Si la tour de Babel avait pu voler…
Traduttore, traditore. On ne sait trop s’il faut chercher l’origine de la formule chez Du Bellay ou dans les Pistole Vulgari (1539) de Niccolò Franco, mais le fait est qu’elle a causé bien du tort aux interprètes. On se souvient des gloussements qui avaient accompagné, en décembre 1977, la visite de Jimmy Carter à Varsovie: lorsque le président américain avait exprimé son «désir» d’entretenir de bonnes relations avec la Pologne, son traducteur avait usé d’un terme qui, dans la langue de Gombrowicz, possédait (et possède toujours) une indéniable charge érotique.
Il y a eu d’autres erreurs de traduction célèbres – qui ont pu concerner les théories de Newton (important, tout de même) ou les observations astronomiques de Schiaparelli. En voici une autre, peut-être moins connue.

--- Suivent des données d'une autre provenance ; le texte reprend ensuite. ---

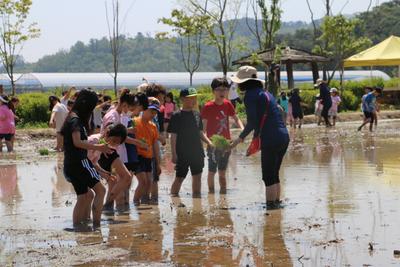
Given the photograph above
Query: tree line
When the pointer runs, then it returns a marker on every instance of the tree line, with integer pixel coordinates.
(207, 35)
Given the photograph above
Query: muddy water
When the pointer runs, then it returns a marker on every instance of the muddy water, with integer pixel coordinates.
(341, 188)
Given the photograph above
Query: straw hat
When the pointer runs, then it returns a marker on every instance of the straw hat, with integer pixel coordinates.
(244, 74)
(318, 83)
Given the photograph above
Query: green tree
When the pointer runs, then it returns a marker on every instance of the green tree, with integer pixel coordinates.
(339, 34)
(189, 30)
(269, 17)
(14, 33)
(222, 21)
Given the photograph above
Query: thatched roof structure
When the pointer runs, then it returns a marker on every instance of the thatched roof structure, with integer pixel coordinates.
(288, 56)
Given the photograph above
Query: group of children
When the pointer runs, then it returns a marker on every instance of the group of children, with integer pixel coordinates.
(128, 143)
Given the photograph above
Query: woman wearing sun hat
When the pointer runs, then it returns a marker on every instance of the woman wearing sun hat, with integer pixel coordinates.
(274, 135)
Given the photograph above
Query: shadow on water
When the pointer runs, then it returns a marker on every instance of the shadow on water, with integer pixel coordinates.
(341, 188)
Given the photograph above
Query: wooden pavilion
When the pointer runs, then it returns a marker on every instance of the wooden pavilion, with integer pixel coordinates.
(288, 57)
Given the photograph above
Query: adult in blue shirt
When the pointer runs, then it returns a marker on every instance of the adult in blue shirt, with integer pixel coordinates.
(325, 95)
(274, 135)
(369, 107)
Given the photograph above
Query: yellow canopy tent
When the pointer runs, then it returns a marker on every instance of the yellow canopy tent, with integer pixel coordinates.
(386, 53)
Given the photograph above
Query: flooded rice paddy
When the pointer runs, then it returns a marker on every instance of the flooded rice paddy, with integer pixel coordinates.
(341, 187)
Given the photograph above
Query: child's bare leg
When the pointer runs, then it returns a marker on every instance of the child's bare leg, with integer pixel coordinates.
(89, 200)
(139, 192)
(78, 215)
(176, 185)
(97, 206)
(210, 181)
(117, 189)
(222, 181)
(196, 185)
(9, 145)
(154, 190)
(60, 140)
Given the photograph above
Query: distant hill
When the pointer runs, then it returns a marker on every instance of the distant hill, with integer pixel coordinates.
(147, 54)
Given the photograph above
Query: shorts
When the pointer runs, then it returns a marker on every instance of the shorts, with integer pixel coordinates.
(106, 162)
(81, 175)
(298, 114)
(271, 160)
(217, 159)
(182, 166)
(144, 165)
(155, 175)
(132, 166)
(7, 137)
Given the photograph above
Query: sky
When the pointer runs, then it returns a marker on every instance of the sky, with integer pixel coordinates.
(64, 22)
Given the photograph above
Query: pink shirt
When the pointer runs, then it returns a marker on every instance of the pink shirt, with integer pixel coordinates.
(112, 116)
(94, 155)
(7, 121)
(168, 110)
(335, 103)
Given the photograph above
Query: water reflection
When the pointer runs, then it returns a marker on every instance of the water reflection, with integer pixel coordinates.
(342, 189)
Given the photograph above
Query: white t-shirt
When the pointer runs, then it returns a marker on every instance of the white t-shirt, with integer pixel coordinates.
(112, 116)
(61, 113)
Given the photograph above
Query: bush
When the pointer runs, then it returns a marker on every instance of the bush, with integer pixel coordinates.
(33, 108)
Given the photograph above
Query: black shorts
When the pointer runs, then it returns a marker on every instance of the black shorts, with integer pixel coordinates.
(81, 175)
(144, 165)
(271, 160)
(297, 114)
(217, 159)
(106, 161)
(182, 166)
(7, 137)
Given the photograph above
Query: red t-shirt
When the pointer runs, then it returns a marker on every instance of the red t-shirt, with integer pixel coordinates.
(217, 117)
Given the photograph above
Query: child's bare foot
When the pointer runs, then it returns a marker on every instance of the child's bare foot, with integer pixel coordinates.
(196, 195)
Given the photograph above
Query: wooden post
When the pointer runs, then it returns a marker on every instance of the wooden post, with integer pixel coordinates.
(289, 71)
(314, 69)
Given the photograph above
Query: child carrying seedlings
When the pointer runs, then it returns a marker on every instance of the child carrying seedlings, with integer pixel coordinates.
(215, 115)
(78, 169)
(186, 129)
(146, 131)
(114, 135)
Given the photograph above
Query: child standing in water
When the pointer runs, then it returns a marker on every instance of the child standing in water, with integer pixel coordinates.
(170, 108)
(78, 169)
(297, 111)
(215, 115)
(335, 104)
(146, 131)
(186, 129)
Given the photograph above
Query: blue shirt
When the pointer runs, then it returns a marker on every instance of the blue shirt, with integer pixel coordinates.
(369, 103)
(274, 131)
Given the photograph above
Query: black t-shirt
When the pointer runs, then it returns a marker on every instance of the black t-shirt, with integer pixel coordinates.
(187, 126)
(73, 154)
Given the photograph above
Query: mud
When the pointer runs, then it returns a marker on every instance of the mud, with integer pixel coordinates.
(341, 188)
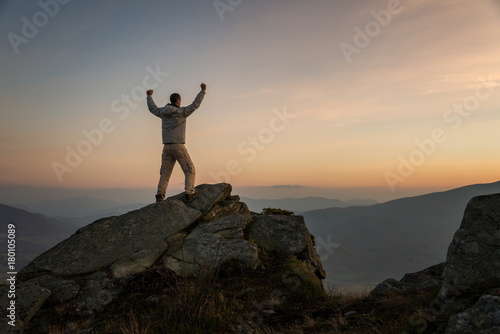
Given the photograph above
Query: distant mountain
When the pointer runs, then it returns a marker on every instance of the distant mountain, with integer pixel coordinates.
(302, 204)
(371, 243)
(35, 234)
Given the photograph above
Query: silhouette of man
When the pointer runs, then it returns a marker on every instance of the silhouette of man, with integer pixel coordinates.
(173, 119)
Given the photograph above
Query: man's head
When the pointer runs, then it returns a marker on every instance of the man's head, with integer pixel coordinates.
(175, 99)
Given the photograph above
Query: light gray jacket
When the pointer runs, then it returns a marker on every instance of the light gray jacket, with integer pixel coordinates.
(173, 119)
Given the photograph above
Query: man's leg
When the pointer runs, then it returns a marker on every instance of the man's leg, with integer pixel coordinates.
(182, 156)
(167, 165)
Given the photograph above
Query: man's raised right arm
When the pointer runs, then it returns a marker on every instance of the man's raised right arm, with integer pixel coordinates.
(186, 111)
(153, 108)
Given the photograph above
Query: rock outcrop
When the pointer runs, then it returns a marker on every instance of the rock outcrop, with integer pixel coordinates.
(88, 269)
(467, 279)
(427, 279)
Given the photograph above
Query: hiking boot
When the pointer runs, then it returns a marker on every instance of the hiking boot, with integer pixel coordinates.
(191, 197)
(159, 198)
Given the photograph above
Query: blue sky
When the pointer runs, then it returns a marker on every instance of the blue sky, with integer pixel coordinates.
(352, 121)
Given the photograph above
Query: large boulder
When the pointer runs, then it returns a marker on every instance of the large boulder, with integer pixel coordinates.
(473, 259)
(109, 240)
(482, 318)
(287, 234)
(92, 267)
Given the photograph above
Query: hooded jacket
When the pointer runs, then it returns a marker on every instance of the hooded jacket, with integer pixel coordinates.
(173, 119)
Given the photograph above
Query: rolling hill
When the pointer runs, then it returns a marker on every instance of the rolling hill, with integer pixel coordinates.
(35, 234)
(372, 243)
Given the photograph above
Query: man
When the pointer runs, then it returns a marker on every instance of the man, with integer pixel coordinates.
(173, 118)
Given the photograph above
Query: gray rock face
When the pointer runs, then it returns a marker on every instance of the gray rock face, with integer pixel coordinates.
(108, 240)
(473, 259)
(208, 251)
(92, 267)
(482, 318)
(61, 290)
(210, 195)
(287, 234)
(433, 272)
(393, 286)
(29, 298)
(427, 279)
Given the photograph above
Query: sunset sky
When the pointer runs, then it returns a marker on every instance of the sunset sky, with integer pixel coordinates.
(320, 93)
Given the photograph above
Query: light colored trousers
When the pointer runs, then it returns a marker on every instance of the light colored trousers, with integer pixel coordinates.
(171, 154)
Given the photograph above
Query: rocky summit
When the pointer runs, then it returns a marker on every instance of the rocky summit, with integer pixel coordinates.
(467, 285)
(89, 269)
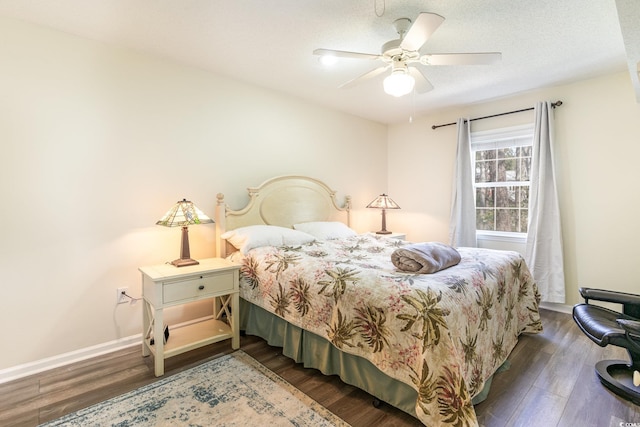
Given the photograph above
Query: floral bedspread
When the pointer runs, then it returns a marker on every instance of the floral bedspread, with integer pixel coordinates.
(444, 333)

En octobre 1943, le Ministère de l’air britannique émit la Specification E.24/43. Cet appel d’offres à destination des avionneurs de Sa Majesté demandait l’établissement d’un programme permettant la conception d’un avion capable de voler à 1600 km/h – c’està-dire plus de deux fois plus vite que tous les appareils existant à l’époque, et surtout au-delà du mur du son.
Le constructeur Miles Aircraft remporta le marché, et se mit à développer un appareil: le M.52. Un avion très en avance sur son temps, plus ou moins en forme d’obus, muni d’ailes courtes et propulsé par un turboréacteur assisté d’un des premiers systèmes de postcombustion.
Très en avance sur son temps? Peut-être un peu trop, l’avion ne vola jamais. Mais qu’est-ce qui a poussé ces ingénieurs à se lancer dans une telle entreprise? Une angoisse tout d’abord: quelque temps plus tôt, les services secrets britanniques avaient intercepté une communication allemande évoquant les capacités décoiffantes d’un avion alors en développement dans le IIIe Reich: le Messerschmitt Me-262, qui sera effectivement le premier chasseur à réaction opérationnel de l’histoire. Forcément, il fallait réagir. Problème: le cahier des charges nazi parlait d’un aéronef capable de voler à 1000 km/h (une vitesse que le Me-262 n’atteindrait d’ailleurs jamais, sinon en piqué). Mais les Anglais, eux, comprirent, et traduisirent, ces «mille kilomètres par heure» en 1000 mph («mille miles par heure»)… 1 mile valant 1,609 kilomètre, on arrivait en effet pile au record que le M.52 était censé établir, sans jamais y parvenir.
Bref, si vous vous trouvez sur Piccadilly Circus au moment même où vous me lisez, regardez bien à droite avant de traverser.